BTW, how come Sandra Lee’s “Cocktail Time” cover lose 7 recipes from the site that is linked in the article? It couldn’t be the use of the aforementioned evil Photoshop, would it? LOL
I want all the russipees, dammit! I feel gypted.
Sandra Lee is a “slush”: Equal parts slut and lush. Straight up or on the rocks.
Brilliant! I am inserting that into my everyday lexicon.
HA! What an absolute FAIL (as the kids say now). The link Jillian has to Aunt Sandy’s page shows the cover of the book listing 225 russippeees. But when you click on the “buy now” button, it takes you to the FN store, where the book states 218 recipes! Well, FN, which one is it. Fucking incompetent proofreaders.
Dank, our daughter say’s Epic Failure. Indeed this is!
Is Hawaiian Punch and grain alcohol considered a cocktail? And is that something you really need a russipe for? Because it looks like that is the beverage on the cover of the book…
Why yes it is a cocktail, that I drank in high school in the 70′s!
Jillian, oops! My phone dropped me, make bye-bye, Thanks!
Why yes it is a cocktail, that I drank in high school in the 70′s! Then we went and rolled peeps houses out of boredom!
In the 10 bar items column, #2 Jigger ends by saying: “You’ll need this to measure the liquor you put into cocktails.” Really, Aunt Sandy? I have to measure? I always thought “all parts vodka” was good enough.
I was hoping to learn Sandra’s definition of “splash”. In Aunt Sandy’s dictionary, I think it means: the amount of alcohol that would fill a child’s wading pool.
ha ha ha ha ha ha CherryRose!
All kids out of the pool because on this episode I’ll be making my kiddie pool Sangria…don’t forget your straws!
Number 7 on her list for home bars is completely enlightening.
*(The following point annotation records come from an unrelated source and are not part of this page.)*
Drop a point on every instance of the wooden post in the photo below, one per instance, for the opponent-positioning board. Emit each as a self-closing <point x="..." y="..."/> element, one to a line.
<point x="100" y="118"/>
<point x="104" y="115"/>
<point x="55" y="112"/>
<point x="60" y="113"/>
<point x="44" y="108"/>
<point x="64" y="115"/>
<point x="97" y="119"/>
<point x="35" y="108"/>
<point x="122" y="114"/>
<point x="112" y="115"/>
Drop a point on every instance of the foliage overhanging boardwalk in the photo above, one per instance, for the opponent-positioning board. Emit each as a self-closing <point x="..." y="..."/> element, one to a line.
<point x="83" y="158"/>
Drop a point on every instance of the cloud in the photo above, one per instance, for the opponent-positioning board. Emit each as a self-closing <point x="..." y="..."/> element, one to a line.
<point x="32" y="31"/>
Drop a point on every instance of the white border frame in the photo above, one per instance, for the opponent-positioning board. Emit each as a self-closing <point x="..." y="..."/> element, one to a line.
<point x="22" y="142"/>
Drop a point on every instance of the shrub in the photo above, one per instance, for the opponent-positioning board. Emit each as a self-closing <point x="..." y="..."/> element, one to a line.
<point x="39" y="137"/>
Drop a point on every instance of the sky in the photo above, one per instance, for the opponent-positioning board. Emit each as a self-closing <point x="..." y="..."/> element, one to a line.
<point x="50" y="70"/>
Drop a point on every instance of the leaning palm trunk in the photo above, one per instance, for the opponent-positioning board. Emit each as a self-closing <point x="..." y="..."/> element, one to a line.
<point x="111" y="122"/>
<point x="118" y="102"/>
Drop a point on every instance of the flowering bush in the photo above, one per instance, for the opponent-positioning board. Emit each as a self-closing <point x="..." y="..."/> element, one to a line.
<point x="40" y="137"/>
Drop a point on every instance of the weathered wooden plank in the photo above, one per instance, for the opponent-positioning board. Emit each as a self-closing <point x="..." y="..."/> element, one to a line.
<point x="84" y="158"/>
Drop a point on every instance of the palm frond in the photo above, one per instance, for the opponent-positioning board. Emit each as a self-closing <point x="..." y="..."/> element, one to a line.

I’m sure somebody had to tell Sandy to use a corkscrew on the bottle of wine she been trying to open for an hour with a church key.
Editorial review: “….where Sandra Lee demonstrates how to fizz up any gathering…….”
Should read how to BOOZE UP any gathering, including children’s birthday parties and funerals…..
for all of Aunt Sandy’s horrendous “cooking,” I gotta admit, I sure do enjoy looking at her rack.
Again, I must question what it is that makes Aunt Sandy’s saggy ole puddin’ cups so attractive. Is it their menacing cockeyed stare? The flooring alcoholic aroma? The lovely wilted texture? I just don’t understand.
I’m kinda loving that she and FN are embracing her lushism. This can only lead to more entertainment.
“8. Muddler. A tool that looks like a baseball bat.” Good Lord, but I have a dirty mind ….
Thank you. I am better now. Whew! And I almost got out of 2009 without a cocktail book written by Aunt Sandy. The horror!
I’ve always believed you can sum up most of Aunt Sandy’s coctail recipes like this: Look in your cabinet and take out three different bottles of liquor. Now pour some from all three bottles into a glass until it’s nearly full. Add a very small splash of fruit juice (make sure it’s a pretty color) or the juice of some ingredient in a can you just used for fllllavor. Don’t bother adding ice – it’ll only dilute your drink. Add some frozen chunks of fruit instead, since everyone knows you shouldn’t drink on an empty stomach. If you want to make it really decorative, rim the glass with sugar or salt before you fill it. Or maybe both – doesn’t really matter. You won’t be able to taste it after the first couple of swallows anyway. To finish, just shove something plastic or a silk flower in – just make sure to match that tablescape! Now you have an Aunt Sandy special. Am I pretty close?
The actual muddler on Aunt(hic)(burpff)Sandy’s bar is her clouded vodka-soaked brain. ha!
I wonder if the book includes Ted Kennedy’s favourite drink? A Chappaquiddick – scotch and murky water. Wot? Is it to soon for that joke?
BAAAAAAAHHHHHH! Funniest thing I heard all day. But, it’s only a drink for one, for MaryJo didn’t get any scotch, just the murky, cold, lonely water.
And no, it’s not too early.
I’m so glad the site defined what a cocktail shaker is. Geesh. I never would have guessed otherwise.
what a whore… the FN would be smart to advertise and sell the book “How to Get Out of Bed in The Morning” for Dummies. they would make a fortune on ad sales next to aunt sandy’s dribble!
Notice how her chest appears all leathery and sun-spotted? I bet she has GREAT tan lines though!
Ya know, if you don’t have a corkscrew, you CAN use a power drill to get through that pesky cork. Jes sayin’…
I don’t care how much she drinks, she can’t cook. Great job reheating.